Broadband bonding can help businesses aggregate DSL, cable and wireless links from multiple providers into a single high-speed Internet connection. In the latest version of its gear, unveiled this week, Mushroom Networks has added features geared for enterprises, including higher throughput, failover and QoS capabilities.
The upgraded Truffle device bonds as many as five high-speed Internet connections (DSL, cable, T-1, DS3, wireless). If one of the links in the bonded pipe fails or is degraded, the traffic is spread across the remaining links.
Throughput now maxes out at 300Mbps -- up from 65Mbps in the previous generation of Truffle gear, says Cahit Akin, co-founder and CEO of Mushroom Networks.

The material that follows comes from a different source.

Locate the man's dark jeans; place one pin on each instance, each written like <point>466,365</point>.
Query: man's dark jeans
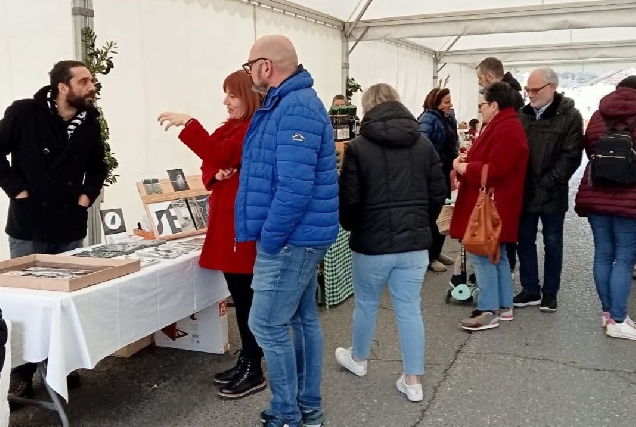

Customers can opt to deploy a single Truffle device to combine dissimilar broadband access technologies and form a single, virtual pipe. Or, customers can deploy Truffle devices on both ends of a WAN link, such as at headquarters and in a branch office, to optimize both download and upload capacity.
Newly added failover capabilities are aimed at enterprises that want to deploy a pair of Truffle devices in tandem to increase reliability.
For customers that want to reduce their capital expenditures, Mushroom Networks offers a broadband-bonding service, available for a monthly subscription fee. “We can host a peering unit for them, on behalf of them, in our data centers,” Akin says.
Another new feature geared for enterprise customers is the ability to spread a VPN session over multiple WAN connections to accelerate that VPN connection, Akin says. “The net effect is that the VPN connection is experiencing the total available bandwidth,” he says.
New QoS algorithms and application filtering let customers better prioritize and manage traffic. “Users can identify certain types of traffic, either by source IP, destination IP, or port number. We also have built-in fingerprinting technology for certain types of traffic,” Akin says. “After identifying the traffic, users can manipulate the traffic -- assign it to a specific wide-area network port, or apply quality of service measures, for example.”
Mushroom Networks, which is based in San Diego, says its technology is suited for small and midsize businesses, large enterprises, multi-tenant buildings and broadband service providers.